2. Using Custom Expansion Functions

  • Purpose: Define custom functions to transform model fields during parsing.

  • Syntax: Create a function annotated with pydantic.expandable.dataclass_transform: @pydantic.expandable.dataclass_transform

  • Real-World Example: Converting dates to ISO strings or filtering out sensitive data during parsing.

from pydantic import BaseModel, Field, expandables
import datetime

class User(BaseModel):
    id: int = Field(..., description="User ID")
    name: str = Field(..., description="User name")
    birthdate: datetime.date = Field(..., description="User birthdate")
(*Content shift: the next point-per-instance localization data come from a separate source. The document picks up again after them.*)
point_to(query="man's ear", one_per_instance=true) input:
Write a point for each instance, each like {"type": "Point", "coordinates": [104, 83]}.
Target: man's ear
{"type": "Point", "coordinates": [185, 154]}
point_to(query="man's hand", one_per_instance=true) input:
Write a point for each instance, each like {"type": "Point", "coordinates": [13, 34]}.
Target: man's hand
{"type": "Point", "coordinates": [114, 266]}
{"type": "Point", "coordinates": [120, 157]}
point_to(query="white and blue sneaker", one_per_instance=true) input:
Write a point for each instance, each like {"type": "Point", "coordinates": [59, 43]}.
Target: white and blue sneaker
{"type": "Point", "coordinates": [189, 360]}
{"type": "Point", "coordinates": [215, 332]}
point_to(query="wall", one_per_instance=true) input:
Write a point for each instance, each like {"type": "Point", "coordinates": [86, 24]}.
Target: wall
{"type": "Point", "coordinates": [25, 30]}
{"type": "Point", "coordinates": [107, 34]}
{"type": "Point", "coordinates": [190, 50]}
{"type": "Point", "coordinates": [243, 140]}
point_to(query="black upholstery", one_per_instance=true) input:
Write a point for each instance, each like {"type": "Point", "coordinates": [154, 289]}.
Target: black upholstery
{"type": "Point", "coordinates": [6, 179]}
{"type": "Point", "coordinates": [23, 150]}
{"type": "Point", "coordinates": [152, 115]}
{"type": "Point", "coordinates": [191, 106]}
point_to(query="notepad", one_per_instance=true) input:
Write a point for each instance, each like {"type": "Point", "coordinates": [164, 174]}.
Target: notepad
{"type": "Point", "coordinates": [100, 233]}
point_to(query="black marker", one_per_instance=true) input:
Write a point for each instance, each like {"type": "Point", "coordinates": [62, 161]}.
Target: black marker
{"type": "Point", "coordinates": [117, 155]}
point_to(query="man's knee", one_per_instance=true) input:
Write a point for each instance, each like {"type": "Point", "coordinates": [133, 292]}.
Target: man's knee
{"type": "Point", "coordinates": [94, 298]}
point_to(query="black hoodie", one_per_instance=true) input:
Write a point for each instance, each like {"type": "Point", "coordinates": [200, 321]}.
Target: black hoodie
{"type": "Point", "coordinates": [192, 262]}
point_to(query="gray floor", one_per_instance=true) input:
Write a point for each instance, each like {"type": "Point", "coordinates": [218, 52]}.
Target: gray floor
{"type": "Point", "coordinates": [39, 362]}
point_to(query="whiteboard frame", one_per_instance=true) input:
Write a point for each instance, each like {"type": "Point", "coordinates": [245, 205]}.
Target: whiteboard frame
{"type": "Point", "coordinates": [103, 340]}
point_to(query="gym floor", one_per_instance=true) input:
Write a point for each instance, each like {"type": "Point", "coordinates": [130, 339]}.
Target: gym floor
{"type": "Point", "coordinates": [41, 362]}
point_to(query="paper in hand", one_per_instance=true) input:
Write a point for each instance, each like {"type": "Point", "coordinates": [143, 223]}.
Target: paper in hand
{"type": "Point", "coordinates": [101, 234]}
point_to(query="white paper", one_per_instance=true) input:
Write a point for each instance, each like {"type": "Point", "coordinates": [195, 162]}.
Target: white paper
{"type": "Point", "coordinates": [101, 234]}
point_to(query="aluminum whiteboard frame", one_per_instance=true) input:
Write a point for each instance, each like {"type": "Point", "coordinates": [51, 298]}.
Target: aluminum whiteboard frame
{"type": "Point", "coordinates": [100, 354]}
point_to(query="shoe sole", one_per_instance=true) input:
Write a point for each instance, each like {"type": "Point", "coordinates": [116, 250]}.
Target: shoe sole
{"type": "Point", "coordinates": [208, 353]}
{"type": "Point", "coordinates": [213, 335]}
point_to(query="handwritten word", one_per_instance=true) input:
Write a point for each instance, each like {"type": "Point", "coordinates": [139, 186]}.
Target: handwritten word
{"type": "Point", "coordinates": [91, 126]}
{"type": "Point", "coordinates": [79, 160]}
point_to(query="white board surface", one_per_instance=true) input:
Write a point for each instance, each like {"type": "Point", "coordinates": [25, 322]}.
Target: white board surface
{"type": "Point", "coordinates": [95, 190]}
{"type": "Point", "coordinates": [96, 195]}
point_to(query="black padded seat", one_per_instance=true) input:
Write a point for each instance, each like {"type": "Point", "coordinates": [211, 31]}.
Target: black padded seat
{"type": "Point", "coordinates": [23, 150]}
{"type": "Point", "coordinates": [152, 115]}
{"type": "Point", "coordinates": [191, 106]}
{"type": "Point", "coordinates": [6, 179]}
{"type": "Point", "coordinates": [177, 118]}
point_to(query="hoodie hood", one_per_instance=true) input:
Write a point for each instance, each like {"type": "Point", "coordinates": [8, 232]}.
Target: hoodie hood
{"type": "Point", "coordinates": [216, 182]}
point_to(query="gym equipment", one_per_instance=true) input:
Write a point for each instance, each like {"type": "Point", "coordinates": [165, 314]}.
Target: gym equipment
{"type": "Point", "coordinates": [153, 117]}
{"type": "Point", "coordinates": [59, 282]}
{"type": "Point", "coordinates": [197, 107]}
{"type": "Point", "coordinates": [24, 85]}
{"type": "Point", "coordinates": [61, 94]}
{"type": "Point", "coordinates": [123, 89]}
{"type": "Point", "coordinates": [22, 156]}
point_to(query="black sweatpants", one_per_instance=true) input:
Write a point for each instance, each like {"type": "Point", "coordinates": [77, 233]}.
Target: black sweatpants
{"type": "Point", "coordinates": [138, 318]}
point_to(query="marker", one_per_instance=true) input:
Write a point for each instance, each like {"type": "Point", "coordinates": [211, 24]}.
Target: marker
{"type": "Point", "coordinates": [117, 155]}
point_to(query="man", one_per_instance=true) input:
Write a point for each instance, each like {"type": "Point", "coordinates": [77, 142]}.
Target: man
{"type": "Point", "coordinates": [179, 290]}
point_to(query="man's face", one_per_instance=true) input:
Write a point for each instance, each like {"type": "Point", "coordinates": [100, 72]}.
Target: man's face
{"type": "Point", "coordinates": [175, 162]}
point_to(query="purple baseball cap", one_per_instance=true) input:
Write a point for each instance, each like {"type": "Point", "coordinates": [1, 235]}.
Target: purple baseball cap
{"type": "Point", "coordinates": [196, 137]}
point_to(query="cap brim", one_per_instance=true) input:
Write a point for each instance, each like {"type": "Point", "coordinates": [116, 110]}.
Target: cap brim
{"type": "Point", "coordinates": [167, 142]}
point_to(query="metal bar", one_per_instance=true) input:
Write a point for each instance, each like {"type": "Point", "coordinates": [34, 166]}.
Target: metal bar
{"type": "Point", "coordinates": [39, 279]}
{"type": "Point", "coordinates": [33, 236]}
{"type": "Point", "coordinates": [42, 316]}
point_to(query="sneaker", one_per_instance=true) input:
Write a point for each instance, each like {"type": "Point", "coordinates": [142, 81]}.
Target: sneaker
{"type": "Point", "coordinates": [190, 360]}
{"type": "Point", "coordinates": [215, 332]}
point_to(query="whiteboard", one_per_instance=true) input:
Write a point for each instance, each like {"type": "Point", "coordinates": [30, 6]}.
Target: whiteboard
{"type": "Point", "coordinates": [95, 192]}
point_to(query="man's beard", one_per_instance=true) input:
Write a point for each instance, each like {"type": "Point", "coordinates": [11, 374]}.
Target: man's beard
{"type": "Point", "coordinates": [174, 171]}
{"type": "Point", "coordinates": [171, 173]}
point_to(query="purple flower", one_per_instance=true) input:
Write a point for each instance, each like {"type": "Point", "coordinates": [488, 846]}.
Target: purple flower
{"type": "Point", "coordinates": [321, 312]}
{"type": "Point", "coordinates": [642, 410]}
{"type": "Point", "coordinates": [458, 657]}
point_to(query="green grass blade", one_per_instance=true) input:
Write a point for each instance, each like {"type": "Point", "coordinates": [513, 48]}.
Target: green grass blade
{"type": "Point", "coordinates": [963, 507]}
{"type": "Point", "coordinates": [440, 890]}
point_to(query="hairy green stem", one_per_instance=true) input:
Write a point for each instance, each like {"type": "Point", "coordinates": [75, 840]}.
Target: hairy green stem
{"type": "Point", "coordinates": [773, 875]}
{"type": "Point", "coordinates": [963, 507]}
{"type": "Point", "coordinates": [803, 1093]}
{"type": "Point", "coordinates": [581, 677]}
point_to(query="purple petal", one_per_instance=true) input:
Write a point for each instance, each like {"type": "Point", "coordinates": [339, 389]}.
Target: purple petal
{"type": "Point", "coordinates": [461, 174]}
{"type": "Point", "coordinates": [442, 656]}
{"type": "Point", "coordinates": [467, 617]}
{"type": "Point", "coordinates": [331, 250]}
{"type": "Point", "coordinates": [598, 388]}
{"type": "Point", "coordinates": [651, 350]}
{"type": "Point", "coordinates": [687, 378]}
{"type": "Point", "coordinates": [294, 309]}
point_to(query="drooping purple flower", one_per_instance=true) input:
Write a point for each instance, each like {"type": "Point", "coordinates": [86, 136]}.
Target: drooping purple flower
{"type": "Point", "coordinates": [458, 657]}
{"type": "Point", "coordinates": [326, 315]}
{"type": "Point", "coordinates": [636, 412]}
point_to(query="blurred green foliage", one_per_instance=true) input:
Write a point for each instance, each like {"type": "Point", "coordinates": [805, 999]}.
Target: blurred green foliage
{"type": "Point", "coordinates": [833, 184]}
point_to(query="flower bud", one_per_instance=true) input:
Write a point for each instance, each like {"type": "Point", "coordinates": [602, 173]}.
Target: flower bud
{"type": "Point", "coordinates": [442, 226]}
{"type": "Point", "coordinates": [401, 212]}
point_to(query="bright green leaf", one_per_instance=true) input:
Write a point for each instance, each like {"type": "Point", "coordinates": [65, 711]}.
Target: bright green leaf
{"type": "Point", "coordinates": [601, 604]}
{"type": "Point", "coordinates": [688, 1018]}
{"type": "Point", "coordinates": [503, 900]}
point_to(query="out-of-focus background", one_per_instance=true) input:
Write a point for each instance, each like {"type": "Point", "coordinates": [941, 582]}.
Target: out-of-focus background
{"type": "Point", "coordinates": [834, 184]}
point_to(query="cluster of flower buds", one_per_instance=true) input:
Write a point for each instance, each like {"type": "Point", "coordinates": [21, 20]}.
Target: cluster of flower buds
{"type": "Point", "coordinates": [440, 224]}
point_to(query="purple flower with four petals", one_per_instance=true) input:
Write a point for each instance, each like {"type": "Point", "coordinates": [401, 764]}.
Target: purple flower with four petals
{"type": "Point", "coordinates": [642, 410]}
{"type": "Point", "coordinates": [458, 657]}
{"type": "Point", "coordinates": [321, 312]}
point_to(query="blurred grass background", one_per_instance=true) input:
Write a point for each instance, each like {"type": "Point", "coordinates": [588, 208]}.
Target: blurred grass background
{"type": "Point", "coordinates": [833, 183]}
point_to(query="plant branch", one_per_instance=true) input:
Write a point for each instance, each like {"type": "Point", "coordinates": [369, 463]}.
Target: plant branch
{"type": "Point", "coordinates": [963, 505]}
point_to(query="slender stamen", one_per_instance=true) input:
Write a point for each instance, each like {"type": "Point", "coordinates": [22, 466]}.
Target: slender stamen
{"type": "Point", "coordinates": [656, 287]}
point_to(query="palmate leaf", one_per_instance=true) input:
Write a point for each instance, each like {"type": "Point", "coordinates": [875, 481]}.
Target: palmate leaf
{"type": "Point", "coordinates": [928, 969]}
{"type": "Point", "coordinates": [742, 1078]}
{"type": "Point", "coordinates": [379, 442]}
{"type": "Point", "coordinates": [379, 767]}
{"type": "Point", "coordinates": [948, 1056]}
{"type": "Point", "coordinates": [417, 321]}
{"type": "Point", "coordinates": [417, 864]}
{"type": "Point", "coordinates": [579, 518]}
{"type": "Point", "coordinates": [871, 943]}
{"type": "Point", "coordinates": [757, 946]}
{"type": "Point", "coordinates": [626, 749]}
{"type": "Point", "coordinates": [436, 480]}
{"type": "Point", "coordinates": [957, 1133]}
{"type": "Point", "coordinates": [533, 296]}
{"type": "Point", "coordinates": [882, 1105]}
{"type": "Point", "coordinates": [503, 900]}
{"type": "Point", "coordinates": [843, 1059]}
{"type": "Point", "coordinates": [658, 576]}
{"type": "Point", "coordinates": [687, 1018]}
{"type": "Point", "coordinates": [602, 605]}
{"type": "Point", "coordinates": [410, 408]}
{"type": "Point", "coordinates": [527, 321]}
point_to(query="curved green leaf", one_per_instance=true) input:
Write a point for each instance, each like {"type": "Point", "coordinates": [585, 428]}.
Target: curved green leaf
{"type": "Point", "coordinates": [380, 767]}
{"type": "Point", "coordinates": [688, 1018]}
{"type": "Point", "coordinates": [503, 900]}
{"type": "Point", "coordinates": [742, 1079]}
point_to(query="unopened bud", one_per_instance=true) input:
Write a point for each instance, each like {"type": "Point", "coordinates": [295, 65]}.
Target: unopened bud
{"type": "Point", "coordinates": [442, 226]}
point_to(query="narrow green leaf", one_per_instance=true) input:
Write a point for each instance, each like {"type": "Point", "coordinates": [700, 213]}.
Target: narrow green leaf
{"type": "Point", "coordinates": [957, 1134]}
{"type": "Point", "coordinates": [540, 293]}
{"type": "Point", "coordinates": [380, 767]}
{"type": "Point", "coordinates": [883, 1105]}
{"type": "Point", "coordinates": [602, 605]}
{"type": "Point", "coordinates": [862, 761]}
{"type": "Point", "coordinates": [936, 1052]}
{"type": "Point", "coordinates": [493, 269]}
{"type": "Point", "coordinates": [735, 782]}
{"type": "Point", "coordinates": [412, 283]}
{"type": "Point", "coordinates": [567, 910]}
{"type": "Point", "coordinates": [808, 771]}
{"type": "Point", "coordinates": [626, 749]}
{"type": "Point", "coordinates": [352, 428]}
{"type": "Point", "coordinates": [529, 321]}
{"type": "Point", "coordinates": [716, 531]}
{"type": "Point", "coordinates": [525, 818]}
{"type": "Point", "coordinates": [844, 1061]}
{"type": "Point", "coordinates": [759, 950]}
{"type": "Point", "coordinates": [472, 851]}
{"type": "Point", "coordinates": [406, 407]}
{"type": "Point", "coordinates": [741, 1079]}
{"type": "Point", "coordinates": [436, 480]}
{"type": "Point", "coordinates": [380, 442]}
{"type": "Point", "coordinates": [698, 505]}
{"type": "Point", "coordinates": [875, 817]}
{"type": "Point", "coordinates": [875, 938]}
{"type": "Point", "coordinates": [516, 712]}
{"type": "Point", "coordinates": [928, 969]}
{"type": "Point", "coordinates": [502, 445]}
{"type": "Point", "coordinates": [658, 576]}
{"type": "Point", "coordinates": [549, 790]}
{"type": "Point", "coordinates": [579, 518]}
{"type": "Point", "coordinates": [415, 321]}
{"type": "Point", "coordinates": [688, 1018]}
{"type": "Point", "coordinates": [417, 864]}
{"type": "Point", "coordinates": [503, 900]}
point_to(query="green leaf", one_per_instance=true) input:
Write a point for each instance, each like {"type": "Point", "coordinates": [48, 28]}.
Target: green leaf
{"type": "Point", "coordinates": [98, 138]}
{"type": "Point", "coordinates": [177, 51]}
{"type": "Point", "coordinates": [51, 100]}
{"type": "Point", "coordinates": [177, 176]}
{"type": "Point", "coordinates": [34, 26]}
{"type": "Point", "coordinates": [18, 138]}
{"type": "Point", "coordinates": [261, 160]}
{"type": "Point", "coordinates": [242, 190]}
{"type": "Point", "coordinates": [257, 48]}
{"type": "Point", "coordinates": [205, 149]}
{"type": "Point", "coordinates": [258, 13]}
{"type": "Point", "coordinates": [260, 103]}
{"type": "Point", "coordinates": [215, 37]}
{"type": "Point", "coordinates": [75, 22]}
@expandables.dataclass_transform
class UserORM:
    id: int
    name: str
    birthdate: str

user = User(id=1, name="John", birthdate=datetime.date(1990, 1, 1))
user_data = UserORM.from_orm(user)  # {'id': 1, 'name': 'John', 'birthdate': '1990-01-01'}

3. Ignoring Private Fields

  • Purpose: Exclude private fields from parsed output.

  • Syntax: Use the exclude_private argument in the to_orm() method: model_instance.to_orm(exclude_private=True)

  • Real-World Example: Protecting sensitive or internal fields from being exposed in external data structures.

from pydantic import BaseModel

class User(BaseModel):
    id: int = Field(..., private=True)
    name: str = Field(..., private=True)

user = User(id=1, name="John")
user_data = user.to_orm(exclude_private=True)  # {}

Integration with web frameworks (e.g., FastAPI, Flask)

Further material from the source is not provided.